Later joining the students socialist movement via the platform of the Alliance of Progressive Students (ALPS) meant that I would know BJ the more especially as one of the prominent members of the Ife socialist-marxist collective, comprising the likes of Segun Osoba, Toye Olorode, GG Darah, Dipo (Jingo) Fashina, etc.
Listening to BJ’s intellectually informed fiery polemics at the numerous campus lectures and symposiums of those days was equally delightful. He brought more excitement when he wrote and “directed” a convocation play simply titled, “Haba Director.”
“Director, haba director, haba director, this is too much oooo” was the theme song and intermittent chorus of the dramatic satire on the excesses of the political and economic elite, symbolised by the Director whose inhuman, anti-working class and anti-people irrational behaviour ultimately provoked a revolt. It was a conclusion that served as a warning to the campus and country’s ruling elites, some of whom were in the audience, even if it didn’t disguise BJ’s desire for popular or mass revolt. Vintage BJ, we might say again.

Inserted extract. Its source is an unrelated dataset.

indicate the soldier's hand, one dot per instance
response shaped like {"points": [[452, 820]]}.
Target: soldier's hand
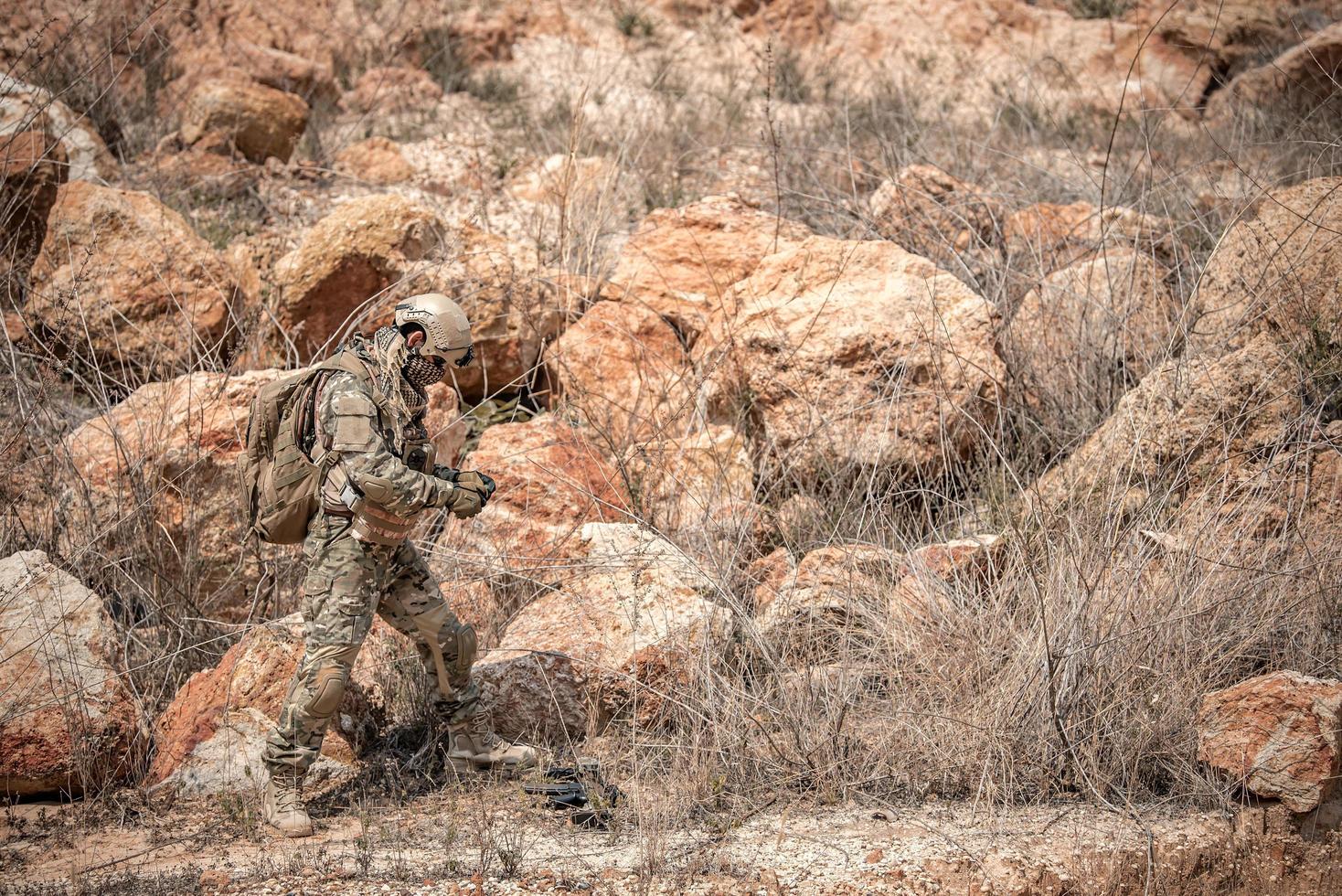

Streams of tributes have been flowing from students, friends, associates, comrades, and academics who crossed paths with BJ, revealing more about vintage moments with him. They point to the fact that with his passing, Nigeria has lost one of its finest principled fighters for the liberation of Nigeria from the shackles of imperialist and neo colonial domination and exploitation.
Thank you, Professor Biodun Jeyifo. We shall miss your intellectual perspectives on the emancipation of the “talakawa”. We shall also miss your humour, laughter, and informed polemics.
Lanre Arogundade, a member of the editorial board of Premium Times, is the executive director of International Press Centre and former president of the National Association of Nigerian Students.